Just this week, Barrett and Kavanaugh embraced a theory of judicial supremacy out of step with a more conservative tradition when they both appeared openly skeptical of the construction of the Texas abortion law, which bans the practice after six weeks of pregnancy.
All of this should make the guts of conservatives churn in the leadup to next month’s oral arguments in Dobbs v. Jackson Women’s Health, the biggest abortion case the court has heard in decades. I’ve written about the importance of this case before:
While abortion cases post-Roe have tricked up to the Supreme Court on rare occasions, none have presented the clear and fundamental question that Dobbs now brings: whether or not bans on pre-viability elective abortions violate the Constitution.
In ruling on this case, the Court will have the opportunity to overturn both Roe and Casey, which together form the architecture for a constitutional entilement to abortion.
It is not an understatement to say this is the case pro-life conservatives have been waiting for. It’s why many in our movement willingly shed blood in the vicious fight for the confirmations of Kavanaugh, Barrett, and Gorsuch. The prospect of a majority conservative court was a key reason millions of Republicans turned out to vote for Donald Trump.
So the trepidation conservatives now feel about where Kavanaugh and Barrett may end up on Dobbs is both unexpected and unwelcome. There is a distinct possibility that Barrett, Kavanaugh, and possibly the George W. Bush-appointed Chief Justice John Roberts will find a way to hedge; to “both sides” their way into a narrow and distorted opinion in a case that, as Mississippi’s Attorney General Lynn Fitch has laid out, demands a clear imperative with regard to the dubious constitutional standing of Roe and Casey.

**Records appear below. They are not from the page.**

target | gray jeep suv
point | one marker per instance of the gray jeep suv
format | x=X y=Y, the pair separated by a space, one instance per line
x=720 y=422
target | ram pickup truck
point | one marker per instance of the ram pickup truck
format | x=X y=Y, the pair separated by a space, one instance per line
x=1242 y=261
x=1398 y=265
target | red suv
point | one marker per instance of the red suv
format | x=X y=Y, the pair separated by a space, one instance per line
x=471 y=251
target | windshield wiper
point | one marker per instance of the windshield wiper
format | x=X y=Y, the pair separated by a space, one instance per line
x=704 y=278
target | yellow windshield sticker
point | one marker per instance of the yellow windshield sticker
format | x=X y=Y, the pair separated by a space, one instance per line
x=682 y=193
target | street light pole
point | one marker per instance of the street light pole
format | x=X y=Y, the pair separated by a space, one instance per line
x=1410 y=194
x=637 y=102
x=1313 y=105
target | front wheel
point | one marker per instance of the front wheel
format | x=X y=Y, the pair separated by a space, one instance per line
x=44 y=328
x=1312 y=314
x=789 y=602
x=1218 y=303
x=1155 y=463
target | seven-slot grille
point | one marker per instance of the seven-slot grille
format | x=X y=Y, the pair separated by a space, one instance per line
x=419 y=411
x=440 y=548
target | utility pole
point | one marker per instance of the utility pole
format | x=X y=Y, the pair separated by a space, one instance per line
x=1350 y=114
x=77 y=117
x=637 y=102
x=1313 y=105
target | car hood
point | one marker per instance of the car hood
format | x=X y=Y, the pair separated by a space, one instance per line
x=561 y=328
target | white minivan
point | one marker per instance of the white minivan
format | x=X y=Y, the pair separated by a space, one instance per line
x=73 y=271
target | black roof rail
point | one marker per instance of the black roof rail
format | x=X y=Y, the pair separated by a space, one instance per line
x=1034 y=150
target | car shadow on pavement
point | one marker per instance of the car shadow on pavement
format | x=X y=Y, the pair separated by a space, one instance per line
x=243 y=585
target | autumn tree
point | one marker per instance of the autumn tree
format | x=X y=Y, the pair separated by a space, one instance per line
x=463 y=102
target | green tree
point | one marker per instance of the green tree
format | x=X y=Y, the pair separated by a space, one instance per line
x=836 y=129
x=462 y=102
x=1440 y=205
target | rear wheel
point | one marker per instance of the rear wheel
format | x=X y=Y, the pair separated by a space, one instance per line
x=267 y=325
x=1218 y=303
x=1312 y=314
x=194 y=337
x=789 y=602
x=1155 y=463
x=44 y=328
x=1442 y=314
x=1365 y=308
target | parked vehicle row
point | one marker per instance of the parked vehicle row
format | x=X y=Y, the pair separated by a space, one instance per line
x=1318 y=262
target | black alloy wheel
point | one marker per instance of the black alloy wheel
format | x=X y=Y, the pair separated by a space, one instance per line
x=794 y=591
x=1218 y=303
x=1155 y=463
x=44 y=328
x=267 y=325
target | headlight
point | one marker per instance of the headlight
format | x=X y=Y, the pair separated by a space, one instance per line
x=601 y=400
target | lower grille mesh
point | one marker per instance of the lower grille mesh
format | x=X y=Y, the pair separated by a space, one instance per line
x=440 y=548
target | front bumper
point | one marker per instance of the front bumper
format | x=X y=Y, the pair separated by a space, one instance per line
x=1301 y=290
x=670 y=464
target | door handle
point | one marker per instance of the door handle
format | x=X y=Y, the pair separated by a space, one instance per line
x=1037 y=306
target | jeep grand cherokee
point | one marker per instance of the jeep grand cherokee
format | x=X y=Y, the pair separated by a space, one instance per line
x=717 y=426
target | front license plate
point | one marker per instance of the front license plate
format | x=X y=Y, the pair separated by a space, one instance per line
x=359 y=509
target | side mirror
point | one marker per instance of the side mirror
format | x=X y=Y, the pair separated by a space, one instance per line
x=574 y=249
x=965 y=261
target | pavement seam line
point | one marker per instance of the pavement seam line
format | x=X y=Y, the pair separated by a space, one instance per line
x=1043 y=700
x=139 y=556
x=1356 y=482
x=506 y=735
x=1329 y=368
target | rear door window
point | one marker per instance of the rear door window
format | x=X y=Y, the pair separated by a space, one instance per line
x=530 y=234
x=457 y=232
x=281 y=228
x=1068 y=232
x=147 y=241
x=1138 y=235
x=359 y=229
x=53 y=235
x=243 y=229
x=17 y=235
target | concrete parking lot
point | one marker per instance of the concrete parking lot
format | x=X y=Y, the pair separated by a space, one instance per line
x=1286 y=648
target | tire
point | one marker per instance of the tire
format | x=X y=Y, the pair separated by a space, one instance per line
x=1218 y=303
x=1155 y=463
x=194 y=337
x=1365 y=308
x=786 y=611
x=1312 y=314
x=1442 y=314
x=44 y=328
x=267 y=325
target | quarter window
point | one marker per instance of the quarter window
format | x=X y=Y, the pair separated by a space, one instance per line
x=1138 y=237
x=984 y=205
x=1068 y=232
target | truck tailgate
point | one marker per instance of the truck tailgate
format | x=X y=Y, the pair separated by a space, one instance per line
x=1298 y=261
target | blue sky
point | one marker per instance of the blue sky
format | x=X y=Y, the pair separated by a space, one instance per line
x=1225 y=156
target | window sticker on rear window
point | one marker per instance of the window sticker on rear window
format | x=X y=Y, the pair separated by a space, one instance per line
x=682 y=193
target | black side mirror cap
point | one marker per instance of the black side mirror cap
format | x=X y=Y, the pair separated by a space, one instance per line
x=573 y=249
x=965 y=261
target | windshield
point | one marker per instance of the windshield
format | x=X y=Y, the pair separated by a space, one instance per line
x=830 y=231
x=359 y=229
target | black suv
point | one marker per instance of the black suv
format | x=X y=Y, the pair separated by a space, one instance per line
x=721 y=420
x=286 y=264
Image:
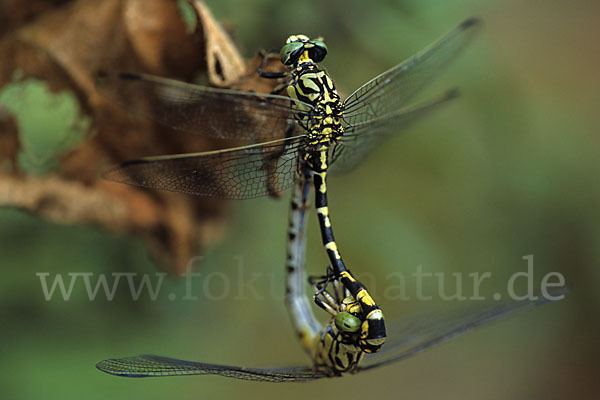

To be clear, with a 6-3 allegedly conservative court, anything less than a decision ringing with clarity on the dismissal of Roe and Casey should be viewed as a failure. Despite the goal-post-shifting going on in establishment Republican legal circles, there is no “long game” here. Although some will argue that any ruling that chips away at Casey is good enough, Roe is the case that created the constitutional entitlement. It is the architecture upon which the legal abortion structure is built. Both Roe and Casey must go.